Es kam schon Kritik an bestimmten Politiken zur Sprache. Wir diskutieren die Frage – Sie hatten das angesprochen, Herr Kollege Poß –, inwieweit eine Vertiefung stattfinden soll und welche Kompetenzen abgegeben werden sollen. Das sollte und kann man diskutieren. Aber wenn die Kompetenzen einmal weg sind, dann sind sie weg. Mit den entsprechenden Ergebnissen hat man dann zu leben, auch wenn es irgendwann im Rat und im Parlament andere Mehrheiten gibt.

(Dr. Wolfgang Strengmann-Kuhn [BÜNDNIS 90/DIE GRÜNEN]: So was nennt man Demokratie!)

– Genau. Auch Deutschland ist ein demokratischer Staat. Sie können gerne der Meinung sein, dass wir in Deutschland die Kompetenzen im Bereich der Steuererhebung verlagern sollten, statt sie selber zu behalten. Sie können durchaus dieser Meinung sein. Ich bin der Meinung, für die Steuerpolitik sollten erst einmal die Nationalstaaten Verantwortung tragen. Auch das bewegt sich im Rahmen der Demokratie und ist nicht antidemokratisch.

(Beifall bei der CDU/CSU)

Automatisch zu sagen, das sei antidemokratisch, halte ich für abenteuerlich.

(Zuruf von der CDU/CSU: Also müssen wir einen Volksentscheid machen!)

Wir sollten also genau darüber nachdenken, in welchen Bereichen wir eine Vertiefung der EU und eine Verlagerung der Kompetenzen wollen. Dabei müssen wir genau schauen, wie die aktuelle Situation ist. Was ist realistisch? Zurzeit gilt die Einstimmigkeit auf europäischer Ebene in Steuerfragen und Eigenmittelfragen. Wir wissen, dass es in absehbarer Zeit ein Referendum über den Verbleib Großbritanniens in der Europäischen Union geben wird.

(Manuel Sarrazin [BÜNDNIS 90/DIE GRÜNEN]: Nein!)
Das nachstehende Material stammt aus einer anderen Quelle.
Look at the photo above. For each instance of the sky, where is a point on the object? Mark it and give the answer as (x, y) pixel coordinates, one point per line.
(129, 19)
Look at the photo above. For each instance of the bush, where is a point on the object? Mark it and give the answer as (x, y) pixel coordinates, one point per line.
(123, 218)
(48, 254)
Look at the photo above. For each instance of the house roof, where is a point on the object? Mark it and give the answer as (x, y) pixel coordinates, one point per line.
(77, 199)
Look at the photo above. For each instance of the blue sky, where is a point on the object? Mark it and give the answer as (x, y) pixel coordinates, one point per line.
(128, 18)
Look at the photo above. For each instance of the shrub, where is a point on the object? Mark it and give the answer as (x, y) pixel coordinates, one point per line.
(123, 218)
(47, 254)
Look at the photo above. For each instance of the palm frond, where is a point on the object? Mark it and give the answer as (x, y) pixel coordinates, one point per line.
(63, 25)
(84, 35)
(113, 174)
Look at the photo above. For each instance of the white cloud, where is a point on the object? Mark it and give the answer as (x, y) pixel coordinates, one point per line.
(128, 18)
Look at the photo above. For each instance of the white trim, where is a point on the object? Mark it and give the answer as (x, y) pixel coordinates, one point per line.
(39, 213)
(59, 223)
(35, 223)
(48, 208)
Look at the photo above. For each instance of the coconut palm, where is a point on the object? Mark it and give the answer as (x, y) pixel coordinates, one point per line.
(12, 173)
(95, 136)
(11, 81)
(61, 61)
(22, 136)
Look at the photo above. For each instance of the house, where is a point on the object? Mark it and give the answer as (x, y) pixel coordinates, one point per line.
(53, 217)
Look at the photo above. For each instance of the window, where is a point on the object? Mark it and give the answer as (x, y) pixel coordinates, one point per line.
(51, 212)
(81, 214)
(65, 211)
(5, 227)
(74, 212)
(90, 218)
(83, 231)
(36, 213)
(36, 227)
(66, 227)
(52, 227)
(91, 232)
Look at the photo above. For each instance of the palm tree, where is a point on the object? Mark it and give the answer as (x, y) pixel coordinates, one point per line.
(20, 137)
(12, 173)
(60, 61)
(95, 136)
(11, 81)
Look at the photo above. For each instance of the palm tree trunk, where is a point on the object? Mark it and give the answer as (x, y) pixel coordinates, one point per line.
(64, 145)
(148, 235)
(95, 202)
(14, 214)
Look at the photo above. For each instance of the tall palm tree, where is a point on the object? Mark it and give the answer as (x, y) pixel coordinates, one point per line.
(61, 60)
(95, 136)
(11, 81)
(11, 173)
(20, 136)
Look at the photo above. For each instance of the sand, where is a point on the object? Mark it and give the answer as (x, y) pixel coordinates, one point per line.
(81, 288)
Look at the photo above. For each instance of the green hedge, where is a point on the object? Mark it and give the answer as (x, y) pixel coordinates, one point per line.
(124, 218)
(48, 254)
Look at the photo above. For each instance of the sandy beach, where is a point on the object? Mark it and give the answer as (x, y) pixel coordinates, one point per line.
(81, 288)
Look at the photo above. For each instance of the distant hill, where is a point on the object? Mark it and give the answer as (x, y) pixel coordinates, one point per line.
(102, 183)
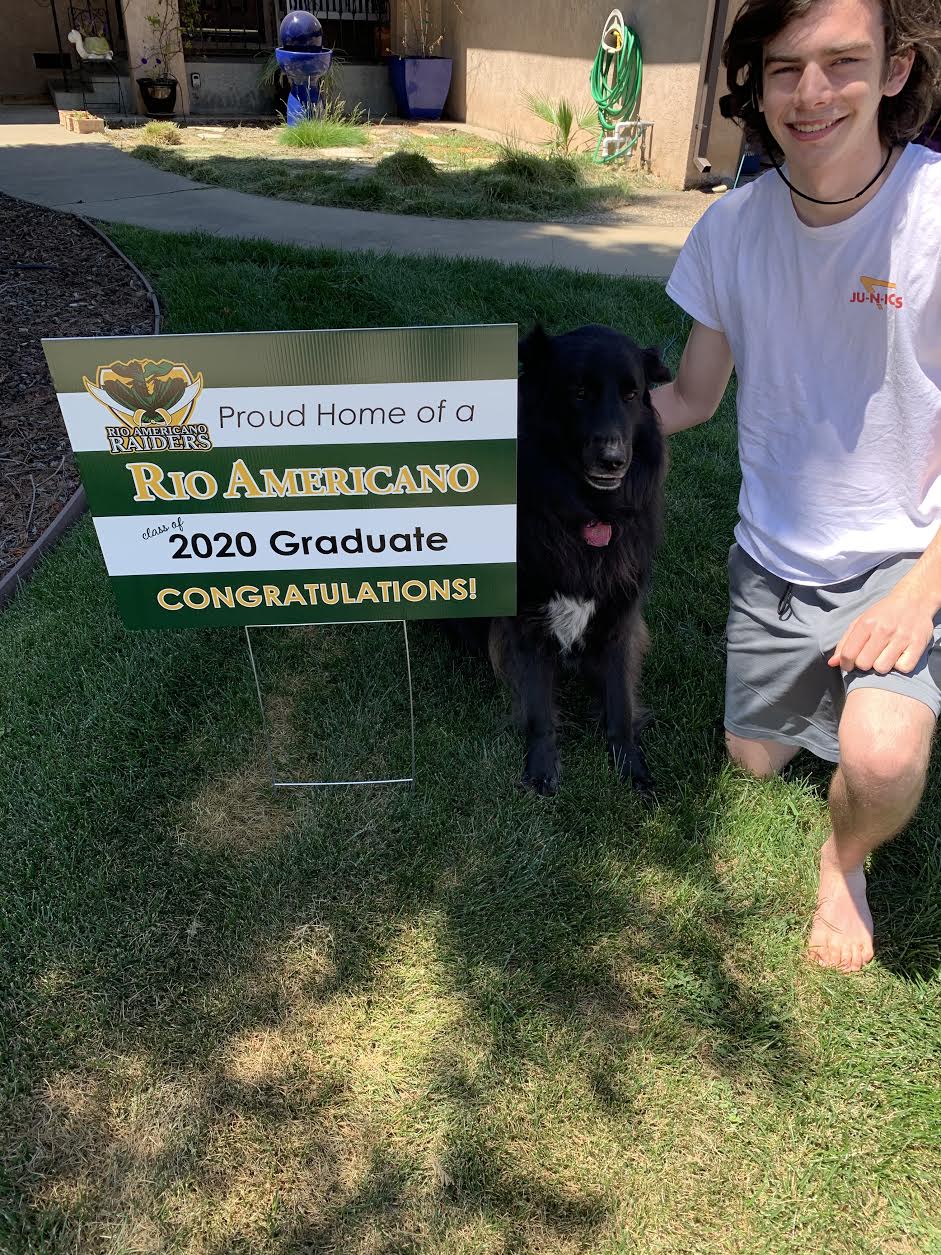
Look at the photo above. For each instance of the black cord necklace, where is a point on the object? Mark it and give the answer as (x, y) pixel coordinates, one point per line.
(803, 196)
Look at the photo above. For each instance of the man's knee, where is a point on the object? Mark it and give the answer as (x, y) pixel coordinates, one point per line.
(885, 742)
(759, 757)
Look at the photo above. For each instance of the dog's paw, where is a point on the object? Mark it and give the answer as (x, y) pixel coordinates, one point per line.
(541, 772)
(630, 766)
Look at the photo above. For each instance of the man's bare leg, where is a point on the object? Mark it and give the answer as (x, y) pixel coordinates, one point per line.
(885, 743)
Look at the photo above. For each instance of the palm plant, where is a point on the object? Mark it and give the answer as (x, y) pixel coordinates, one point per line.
(561, 116)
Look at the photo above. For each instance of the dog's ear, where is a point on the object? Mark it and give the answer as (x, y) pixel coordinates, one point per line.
(654, 367)
(535, 348)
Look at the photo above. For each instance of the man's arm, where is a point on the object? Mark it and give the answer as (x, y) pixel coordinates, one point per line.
(700, 383)
(893, 633)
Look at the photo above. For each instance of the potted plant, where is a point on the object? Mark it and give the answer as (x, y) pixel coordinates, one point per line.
(158, 87)
(420, 78)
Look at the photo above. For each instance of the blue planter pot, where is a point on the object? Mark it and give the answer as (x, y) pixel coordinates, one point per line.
(420, 84)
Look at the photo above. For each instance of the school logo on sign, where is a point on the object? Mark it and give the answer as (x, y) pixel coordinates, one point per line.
(152, 403)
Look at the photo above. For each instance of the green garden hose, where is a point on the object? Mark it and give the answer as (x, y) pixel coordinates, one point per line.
(616, 77)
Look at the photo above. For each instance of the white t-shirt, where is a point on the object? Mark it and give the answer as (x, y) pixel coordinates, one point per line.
(836, 333)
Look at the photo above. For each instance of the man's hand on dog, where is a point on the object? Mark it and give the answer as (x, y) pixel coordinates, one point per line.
(891, 635)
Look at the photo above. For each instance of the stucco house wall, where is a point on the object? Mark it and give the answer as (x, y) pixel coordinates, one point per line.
(501, 52)
(28, 29)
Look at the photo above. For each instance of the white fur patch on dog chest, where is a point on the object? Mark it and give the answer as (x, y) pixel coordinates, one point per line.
(568, 619)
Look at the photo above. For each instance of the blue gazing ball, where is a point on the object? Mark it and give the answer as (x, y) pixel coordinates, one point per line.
(300, 33)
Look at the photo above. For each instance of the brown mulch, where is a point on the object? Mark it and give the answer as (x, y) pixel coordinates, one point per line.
(57, 279)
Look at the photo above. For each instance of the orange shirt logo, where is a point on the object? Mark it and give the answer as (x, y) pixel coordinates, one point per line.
(876, 291)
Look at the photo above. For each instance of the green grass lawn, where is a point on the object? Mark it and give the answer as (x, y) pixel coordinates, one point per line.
(463, 176)
(452, 1019)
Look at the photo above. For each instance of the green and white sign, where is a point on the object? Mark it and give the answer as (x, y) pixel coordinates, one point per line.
(299, 476)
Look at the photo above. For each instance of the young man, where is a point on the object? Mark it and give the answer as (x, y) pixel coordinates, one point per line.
(821, 284)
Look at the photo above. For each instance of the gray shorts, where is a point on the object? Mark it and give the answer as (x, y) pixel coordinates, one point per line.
(778, 685)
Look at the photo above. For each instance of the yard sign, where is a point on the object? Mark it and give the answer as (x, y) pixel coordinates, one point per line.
(299, 476)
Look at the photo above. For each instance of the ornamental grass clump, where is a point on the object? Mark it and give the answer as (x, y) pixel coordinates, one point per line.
(408, 170)
(162, 133)
(328, 126)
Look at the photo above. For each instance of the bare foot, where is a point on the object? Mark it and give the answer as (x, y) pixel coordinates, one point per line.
(841, 935)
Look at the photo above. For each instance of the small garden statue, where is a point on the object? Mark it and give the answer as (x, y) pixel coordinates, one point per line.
(301, 57)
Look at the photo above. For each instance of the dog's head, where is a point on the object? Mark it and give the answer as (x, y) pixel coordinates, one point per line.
(589, 392)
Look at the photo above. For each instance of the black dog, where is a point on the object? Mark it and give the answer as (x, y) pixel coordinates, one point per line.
(591, 468)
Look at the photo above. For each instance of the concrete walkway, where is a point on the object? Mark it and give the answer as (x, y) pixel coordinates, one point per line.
(42, 162)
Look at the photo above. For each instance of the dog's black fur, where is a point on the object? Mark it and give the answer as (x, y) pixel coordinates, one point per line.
(590, 452)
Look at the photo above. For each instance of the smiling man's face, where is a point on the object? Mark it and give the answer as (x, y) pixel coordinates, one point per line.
(824, 77)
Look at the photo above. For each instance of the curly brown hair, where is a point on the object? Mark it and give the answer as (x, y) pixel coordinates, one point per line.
(906, 23)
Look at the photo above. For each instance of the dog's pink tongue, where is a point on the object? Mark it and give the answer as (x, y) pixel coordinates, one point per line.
(597, 534)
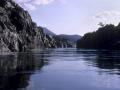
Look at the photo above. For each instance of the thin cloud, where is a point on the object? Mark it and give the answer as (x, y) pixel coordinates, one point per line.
(108, 17)
(33, 4)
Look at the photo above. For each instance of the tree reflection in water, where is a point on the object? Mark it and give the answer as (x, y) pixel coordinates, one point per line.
(108, 61)
(15, 70)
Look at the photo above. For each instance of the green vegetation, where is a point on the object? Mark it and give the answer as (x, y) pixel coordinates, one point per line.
(106, 37)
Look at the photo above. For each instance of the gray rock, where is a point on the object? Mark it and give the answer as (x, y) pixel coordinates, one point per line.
(17, 30)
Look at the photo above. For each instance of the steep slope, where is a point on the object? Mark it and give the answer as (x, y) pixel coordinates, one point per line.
(17, 30)
(48, 32)
(106, 37)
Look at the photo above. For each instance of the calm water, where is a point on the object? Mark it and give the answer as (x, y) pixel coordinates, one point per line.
(60, 69)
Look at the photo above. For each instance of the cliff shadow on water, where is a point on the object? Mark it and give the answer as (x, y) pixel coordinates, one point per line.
(16, 69)
(107, 61)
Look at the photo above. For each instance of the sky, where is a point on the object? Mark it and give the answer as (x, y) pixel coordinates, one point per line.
(72, 16)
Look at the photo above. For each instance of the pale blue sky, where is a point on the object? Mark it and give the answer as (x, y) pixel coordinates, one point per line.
(73, 16)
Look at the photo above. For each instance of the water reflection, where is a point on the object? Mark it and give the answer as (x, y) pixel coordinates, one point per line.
(106, 60)
(16, 69)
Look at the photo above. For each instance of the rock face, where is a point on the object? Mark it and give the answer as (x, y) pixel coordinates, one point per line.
(106, 37)
(17, 30)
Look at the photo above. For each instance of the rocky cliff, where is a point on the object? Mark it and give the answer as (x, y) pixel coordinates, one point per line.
(17, 30)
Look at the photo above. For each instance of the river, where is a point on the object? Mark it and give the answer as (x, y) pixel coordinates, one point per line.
(60, 69)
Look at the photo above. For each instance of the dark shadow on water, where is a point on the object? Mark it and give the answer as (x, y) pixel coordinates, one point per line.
(15, 70)
(106, 60)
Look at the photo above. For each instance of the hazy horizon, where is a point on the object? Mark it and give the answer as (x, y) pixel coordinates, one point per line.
(72, 16)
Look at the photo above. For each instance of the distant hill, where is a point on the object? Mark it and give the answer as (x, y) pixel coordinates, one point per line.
(63, 40)
(48, 32)
(73, 38)
(106, 37)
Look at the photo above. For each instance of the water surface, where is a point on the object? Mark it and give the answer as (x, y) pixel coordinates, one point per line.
(60, 69)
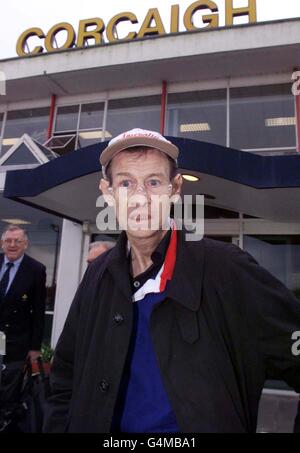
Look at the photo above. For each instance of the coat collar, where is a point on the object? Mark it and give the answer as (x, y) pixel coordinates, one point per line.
(186, 284)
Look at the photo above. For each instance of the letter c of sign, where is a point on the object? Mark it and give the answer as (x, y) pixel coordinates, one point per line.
(23, 40)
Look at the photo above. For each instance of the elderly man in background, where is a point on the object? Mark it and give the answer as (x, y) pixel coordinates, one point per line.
(22, 297)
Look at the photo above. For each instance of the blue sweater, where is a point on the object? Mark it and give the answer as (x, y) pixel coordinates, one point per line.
(143, 405)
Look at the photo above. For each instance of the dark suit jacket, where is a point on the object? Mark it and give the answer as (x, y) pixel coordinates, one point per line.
(225, 326)
(22, 310)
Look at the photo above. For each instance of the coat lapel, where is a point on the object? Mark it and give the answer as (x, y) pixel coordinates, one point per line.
(186, 284)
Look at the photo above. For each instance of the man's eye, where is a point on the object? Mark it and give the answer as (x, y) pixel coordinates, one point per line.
(154, 183)
(125, 183)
Wir können natürlich gerne eine solche Diskussion momentan mit Großbritannien führen. Jeder, Herr Kollege Sarrazin, der sich mit Europa auseinandersetzt, weiß, wie diese Diskussion in Großbritannien geführt wird.

(Manuel Sarrazin [BÜNDNIS 90/DIE GRÜNEN]: Aber da gibt es eine Wahl vorher!)

– Die ist im Mai dieses Jahres. Bis Mai dieses Jahres werden Sie dieses Thema nicht gelöst haben, selbst Sie nicht. Das müssten selbst die zugestehen.

Wir müssen also genau schauen, welche Themen wir vorantreiben. Ich kann mir durchaus ein abgestuftes Vorgehen dabei vorstellen, eine gemeinsame Bemessungsgrundlage in bestimmten Bereichen zu finden. So könnte man die Festlegung der Steuersätze in nationaler Verantwortung belassen, aber sich bei der Frage, wie Gewinne ermittelt werden, darauf einigen, dass Gewinne oder Verluste nicht mehr durch Verschiebungen von einem Staat in den anderen generiert werden können. Ich plädiere also für ein abgestuftes Vorgehen.

(Beifall bei der CDU/CSU)

Man könnte darüber nachdenken, auch bei der Finanztransaktionsteuer abgestuft vorzugehen, wobei ich hier schon anmerken möchte, auch wenn ich den Prozess der vertieften Zusammenarbeit zwischen den Mitgliedstaaten unterstütze: Wir haben zum ersten Mal ein neues System der Gesetzesfindung auf europäischer Ebene, das bisher keine Anwendung gefunden hat. Wenn dieses System erfolgreich sein sollte, wofür wir alle werben und wofür wir kämpfen, kann das auch in anderen Bereichen der Zusammenarbeit dazu führen, dass sich Staaten zusammentun und entsprechend vorangehen.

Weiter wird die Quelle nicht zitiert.